Koronavirüs enfeksiyonu geçse de tesirleri uzun süre vücudumuzda kalmaya devam edebiliyor…
İnatçı öksürük, nefes darlığı, halsizlik, koku ve tat almada bozukluk benzer biçimde kalıntılar, koronavirüs sonrasındaki yaşamımıza eşlik edebilir.
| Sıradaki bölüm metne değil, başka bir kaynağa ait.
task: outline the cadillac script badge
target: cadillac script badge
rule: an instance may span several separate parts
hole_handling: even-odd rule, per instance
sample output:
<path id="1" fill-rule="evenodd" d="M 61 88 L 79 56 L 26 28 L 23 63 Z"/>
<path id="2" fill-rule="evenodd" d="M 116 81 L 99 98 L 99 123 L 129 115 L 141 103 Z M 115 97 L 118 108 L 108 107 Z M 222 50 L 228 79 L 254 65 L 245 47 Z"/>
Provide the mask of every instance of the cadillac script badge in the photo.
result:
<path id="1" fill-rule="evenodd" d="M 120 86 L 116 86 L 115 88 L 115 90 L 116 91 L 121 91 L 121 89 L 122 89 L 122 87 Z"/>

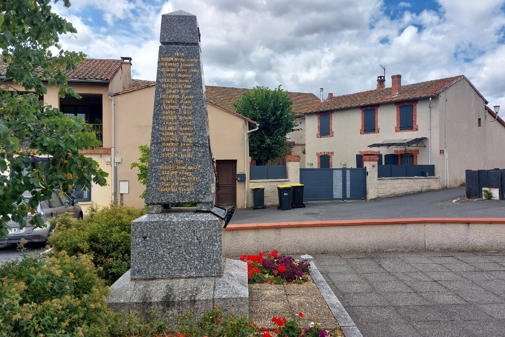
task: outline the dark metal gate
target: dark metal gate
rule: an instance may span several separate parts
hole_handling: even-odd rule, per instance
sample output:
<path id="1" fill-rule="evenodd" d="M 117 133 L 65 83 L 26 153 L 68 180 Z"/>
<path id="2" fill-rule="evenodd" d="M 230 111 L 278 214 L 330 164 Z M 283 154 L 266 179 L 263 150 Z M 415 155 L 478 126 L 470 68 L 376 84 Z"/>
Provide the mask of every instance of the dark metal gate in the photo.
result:
<path id="1" fill-rule="evenodd" d="M 304 200 L 367 199 L 366 168 L 300 169 Z"/>

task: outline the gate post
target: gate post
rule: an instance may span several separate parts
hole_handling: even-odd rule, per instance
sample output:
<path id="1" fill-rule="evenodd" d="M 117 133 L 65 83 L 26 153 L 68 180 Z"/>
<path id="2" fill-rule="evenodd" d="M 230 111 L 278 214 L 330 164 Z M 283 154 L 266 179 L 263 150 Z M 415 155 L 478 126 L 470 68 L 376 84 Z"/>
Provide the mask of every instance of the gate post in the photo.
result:
<path id="1" fill-rule="evenodd" d="M 378 156 L 364 156 L 363 167 L 367 169 L 367 200 L 375 199 L 379 196 L 377 186 Z"/>
<path id="2" fill-rule="evenodd" d="M 289 179 L 290 183 L 300 183 L 300 160 L 299 156 L 288 155 L 285 157 L 286 160 L 286 178 Z"/>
Dermatoloji Uzm. Dr. Enkhjargal Losol, mevzuya ilişkin yapmış olduğu açıklamada koronavirüs sonrasında saç dökülmelerinin meydana gelebileceğini söylemiş oldu. Losol, “Meydana getirilen bilimsel emek harcamalar da Kovid-19 enfeksiyonu sonrası geç dönemde inatçı öksürük, nefes darlığı, halsizlik, koku ve tat almada bozukluk ve ciddi saç dökülmesi görülebileceğini ortaya koydu.” ifadelerini kullandı.
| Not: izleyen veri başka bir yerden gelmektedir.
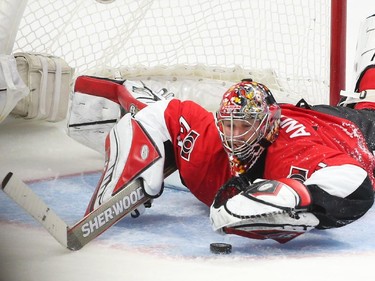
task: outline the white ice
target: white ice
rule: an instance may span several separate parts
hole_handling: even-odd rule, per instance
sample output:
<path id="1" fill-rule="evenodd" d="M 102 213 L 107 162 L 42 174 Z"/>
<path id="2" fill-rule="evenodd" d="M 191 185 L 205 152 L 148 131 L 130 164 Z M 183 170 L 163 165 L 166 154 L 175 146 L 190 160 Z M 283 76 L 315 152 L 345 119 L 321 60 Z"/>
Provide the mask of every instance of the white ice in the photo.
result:
<path id="1" fill-rule="evenodd" d="M 359 22 L 374 13 L 372 0 L 348 0 L 348 89 L 355 83 Z M 50 178 L 46 186 L 32 186 L 72 224 L 84 212 L 98 177 L 82 172 L 99 171 L 103 159 L 69 139 L 64 126 L 12 118 L 0 124 L 0 177 L 13 171 L 29 181 Z M 76 174 L 73 180 L 80 190 L 72 189 L 69 179 L 61 180 L 66 174 Z M 373 279 L 374 207 L 349 226 L 312 231 L 285 245 L 220 236 L 211 231 L 207 216 L 207 208 L 188 193 L 166 189 L 143 217 L 126 218 L 80 251 L 70 252 L 0 193 L 0 281 Z M 210 254 L 213 240 L 231 243 L 233 253 Z"/>

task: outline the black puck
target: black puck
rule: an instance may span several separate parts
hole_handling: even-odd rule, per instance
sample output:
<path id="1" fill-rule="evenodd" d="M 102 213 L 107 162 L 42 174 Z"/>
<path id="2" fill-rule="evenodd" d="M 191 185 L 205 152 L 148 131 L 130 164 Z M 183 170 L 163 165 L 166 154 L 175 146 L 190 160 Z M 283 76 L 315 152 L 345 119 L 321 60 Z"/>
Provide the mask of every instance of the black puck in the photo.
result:
<path id="1" fill-rule="evenodd" d="M 232 252 L 232 245 L 227 243 L 211 243 L 210 251 L 214 254 L 230 254 Z"/>

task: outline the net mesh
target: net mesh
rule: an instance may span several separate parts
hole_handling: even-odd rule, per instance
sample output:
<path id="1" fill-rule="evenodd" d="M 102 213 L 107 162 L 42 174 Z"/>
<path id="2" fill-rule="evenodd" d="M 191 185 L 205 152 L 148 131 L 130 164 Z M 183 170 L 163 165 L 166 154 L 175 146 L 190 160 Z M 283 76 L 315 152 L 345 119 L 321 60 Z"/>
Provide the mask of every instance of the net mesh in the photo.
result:
<path id="1" fill-rule="evenodd" d="M 108 2 L 29 0 L 13 52 L 60 56 L 76 76 L 252 77 L 282 100 L 328 102 L 329 0 Z"/>

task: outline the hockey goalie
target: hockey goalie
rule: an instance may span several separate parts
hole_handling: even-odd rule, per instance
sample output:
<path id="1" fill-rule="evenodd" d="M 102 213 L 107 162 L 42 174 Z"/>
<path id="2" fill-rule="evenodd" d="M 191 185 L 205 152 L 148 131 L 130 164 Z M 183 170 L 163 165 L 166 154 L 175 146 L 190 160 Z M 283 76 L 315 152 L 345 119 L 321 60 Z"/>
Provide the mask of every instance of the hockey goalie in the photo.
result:
<path id="1" fill-rule="evenodd" d="M 137 217 L 177 169 L 223 234 L 285 243 L 352 223 L 374 201 L 374 69 L 369 61 L 340 106 L 278 104 L 266 85 L 244 79 L 223 93 L 214 113 L 165 99 L 142 82 L 79 77 L 76 96 L 118 106 L 114 118 L 99 122 L 114 120 L 108 135 L 90 129 L 106 161 L 87 213 L 141 178 L 150 200 L 132 213 Z M 140 93 L 152 102 L 140 102 Z"/>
Bir saç telinin büyümesinin yaşam süresince gelişme, duraklama ve dinlenme evresi olmak suretiyle döngü halinde devam ettiğini ifade eden Dr. Enkhjargal Losol, “Günde ortalama olarak 50-100 tane saç telinin dökülmesi düzgüsel kabul edilmektedir. Eğer günlük yitik bu sayıyı geçerek kronik bir hal alırsa 6 ayın sonunda saç hacminde gözle görülür ve anlamlı derecede azalma ortaya çıkacaktır.” şeklinde konuştu.
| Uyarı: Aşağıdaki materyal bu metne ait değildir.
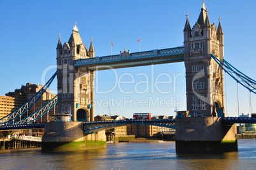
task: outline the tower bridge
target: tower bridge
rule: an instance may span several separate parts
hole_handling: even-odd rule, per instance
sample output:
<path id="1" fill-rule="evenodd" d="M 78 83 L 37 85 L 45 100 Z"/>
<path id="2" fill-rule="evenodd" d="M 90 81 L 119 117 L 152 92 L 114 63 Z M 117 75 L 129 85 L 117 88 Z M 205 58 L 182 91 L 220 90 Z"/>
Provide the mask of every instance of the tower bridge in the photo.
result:
<path id="1" fill-rule="evenodd" d="M 184 46 L 135 53 L 125 49 L 118 55 L 95 57 L 92 38 L 88 50 L 82 41 L 76 24 L 68 42 L 63 45 L 59 35 L 56 48 L 58 113 L 70 114 L 73 122 L 46 123 L 42 150 L 61 148 L 63 143 L 103 140 L 101 129 L 124 124 L 153 123 L 173 127 L 174 120 L 165 124 L 164 122 L 168 120 L 159 121 L 159 124 L 152 120 L 94 122 L 94 79 L 95 71 L 176 62 L 185 64 L 187 110 L 193 116 L 175 120 L 176 152 L 237 150 L 236 127 L 234 124 L 245 120 L 225 118 L 224 70 L 238 83 L 243 81 L 250 92 L 256 90 L 256 81 L 225 60 L 224 34 L 220 18 L 218 26 L 211 24 L 208 13 L 204 3 L 197 21 L 192 28 L 187 14 Z M 19 114 L 22 113 L 11 115 L 8 121 L 15 122 L 13 120 Z M 255 122 L 255 120 L 251 120 Z M 85 123 L 82 125 L 80 122 L 83 121 Z M 84 134 L 84 132 L 89 131 L 97 133 Z"/>

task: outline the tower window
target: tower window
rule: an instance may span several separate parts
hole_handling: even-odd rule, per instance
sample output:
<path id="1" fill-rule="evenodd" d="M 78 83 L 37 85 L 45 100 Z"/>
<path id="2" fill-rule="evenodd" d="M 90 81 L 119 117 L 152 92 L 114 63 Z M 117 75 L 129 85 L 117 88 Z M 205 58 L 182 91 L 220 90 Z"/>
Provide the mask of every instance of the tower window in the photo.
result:
<path id="1" fill-rule="evenodd" d="M 204 71 L 204 65 L 201 66 L 201 71 Z"/>
<path id="2" fill-rule="evenodd" d="M 199 43 L 195 43 L 195 48 L 199 48 Z"/>
<path id="3" fill-rule="evenodd" d="M 199 66 L 196 66 L 196 71 L 199 72 L 200 71 L 200 67 Z"/>
<path id="4" fill-rule="evenodd" d="M 194 72 L 196 72 L 196 67 L 195 67 L 195 66 L 192 66 L 192 72 L 194 73 Z"/>

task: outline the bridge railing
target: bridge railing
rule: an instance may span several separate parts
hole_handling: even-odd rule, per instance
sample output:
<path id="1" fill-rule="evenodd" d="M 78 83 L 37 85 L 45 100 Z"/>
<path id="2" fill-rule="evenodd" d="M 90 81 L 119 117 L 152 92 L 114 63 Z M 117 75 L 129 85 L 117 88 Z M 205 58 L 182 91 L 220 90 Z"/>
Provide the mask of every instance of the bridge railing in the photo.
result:
<path id="1" fill-rule="evenodd" d="M 119 120 L 94 121 L 83 122 L 85 132 L 96 132 L 113 127 L 123 126 L 129 124 L 155 125 L 175 129 L 175 119 L 125 119 Z"/>
<path id="2" fill-rule="evenodd" d="M 256 124 L 256 118 L 224 117 L 222 118 L 222 122 L 227 124 Z"/>
<path id="3" fill-rule="evenodd" d="M 42 141 L 42 138 L 31 136 L 20 136 L 17 138 L 17 139 L 24 141 Z"/>

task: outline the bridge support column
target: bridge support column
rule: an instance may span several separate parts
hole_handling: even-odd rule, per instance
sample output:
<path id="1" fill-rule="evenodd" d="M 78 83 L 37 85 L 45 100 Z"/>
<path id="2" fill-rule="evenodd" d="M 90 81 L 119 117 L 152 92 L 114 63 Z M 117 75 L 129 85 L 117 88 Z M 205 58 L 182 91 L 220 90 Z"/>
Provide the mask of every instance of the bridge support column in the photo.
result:
<path id="1" fill-rule="evenodd" d="M 94 79 L 95 72 L 94 71 L 92 71 L 90 72 L 90 103 L 92 104 L 90 111 L 90 121 L 94 121 Z"/>
<path id="2" fill-rule="evenodd" d="M 236 124 L 222 124 L 220 117 L 176 119 L 177 153 L 237 151 L 236 136 Z"/>
<path id="3" fill-rule="evenodd" d="M 106 148 L 105 131 L 85 134 L 79 122 L 48 122 L 45 124 L 41 151 L 66 152 Z"/>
Saç dökülmesini tetikleyen birçok nedenin bulunduğunu ve bu yüzden saç dökülmesinin tek başına koronavirüs emareleri içinde sayılamayacağının söyleyen Dr. Enkhjargal Losol, açıklamalarını şöyleki sürdürdü:
“Vücudumuzun maruz kalmış olduğu her türlü stres, enfeksiyon, travma, yakıcı hastalıklar, ağır rejim, bazı ilaçlar, doğum sonrası yada hormonal olarak menopoz döneminde, tiroit ve şeker hastalığı, demir, çinko, biotin eksikliği benzer biçimde mineral ve vitamin eksikliklerinde, böbrek üstü bezle ilgili problemler, yumurtalık kistleri saç dökülmelerine niçin olabilmektedir. Bu yüzden saç kaybı yaşayan hastaların koronavirüs hastası mıyım diye kaygı duymasını gerektirecek bir kanıt bulunmamaktadır. Kovid-19 enfeksiyonu sürecinde yaşanmış olan yoğun stres, yüksek ateş ve ilaçların yan tesirleri sebebiyle enfeksiyondan 2-4 ay sonrasında saç dökülmesi görülebilmektedir. Kovid-19 sürecinde saçlar yaygın diffüz (telogen effluvium) yada erkeksi tipte (androjenk alopesi), saç kıran şeklinde parça parça dökülme (alopesi areata) ve saçlarda grimsi renk değişikliklerinde artışlar bildirilmektedir.”
Koronavirüsü bilhassa ağır geçirenlerde saç dökülme süresinin uzayabileceğini dile getiren Uzm. Dr. Enkhjargal Losol şunları söylemiş oldu:
“Saçların toparlanıp tekrardan çıkması 8-9 ayı bulabilmektedir. Bu zamanda amaç saç dökülme sürecinin mümkün olduğunca kısaltılarak yeni saçların çıkmasını ve saçların eski sıhhatli haline kavuşmasını sağlamaktır. Hem hanım ve hem erkeklerde saç dökülmesi ciddi bir kozmetik kaygı nedenidir. Dolayısıyla saç dökülmesi problemi yaşayan her insanın süreç uzamadan dermatoloji uzmanına başvurması gerekmektedir. Biz dermatoloji uzmanları olarak hasta saç dökülmesi problemi ile başvurduğunda gerek muayene ile gerekirse kan tahlili, kimi zaman de saçlı deriden alınan biyopsi ile kati tanıyı koyabilmekteyiz. Tanı sonrasında kişiye uygun ilaç, takviye edici gıdalar, kişiye hususi yapma ilaçlar (majistral) yada çeşitli amino asit ve vitaminler içeren kokteyller (mesoterapi) yada PRP (platelet rich plasma) tedavileriyle kaybedilen saçların geri getirilmesini amaçlıyoruz.”
Dr. Losol açıklamasını şöyleki tamamladı:
“Protein, demir, biotin, çinko, Omega-3 yağ asidi, D vitamini ve minerallerden varlıklı besinler tüketilmelidir. Bilhassa tercih edilecek besinler balık benzer biçimde deniz ürünleri, ıspanak benzer biçimde yeşil yapraklı sebzeler, badem benzer biçimde kuruyemişler, yumurta ve yoğurt benzer biçimde süt ürünleri ve günde 2 porsiyon meyvedir. Her hastalıkta olduğu benzer biçimde erken tanı yaşam kurtarmış olur felsefesinden yola çıkarak saç kaybı ile ilgili her hangi sorununuz olduğunda zaman kaybetmeden ne olursa olsun bir dermatoloji uzmanına başvurmanız gerekmektedir.”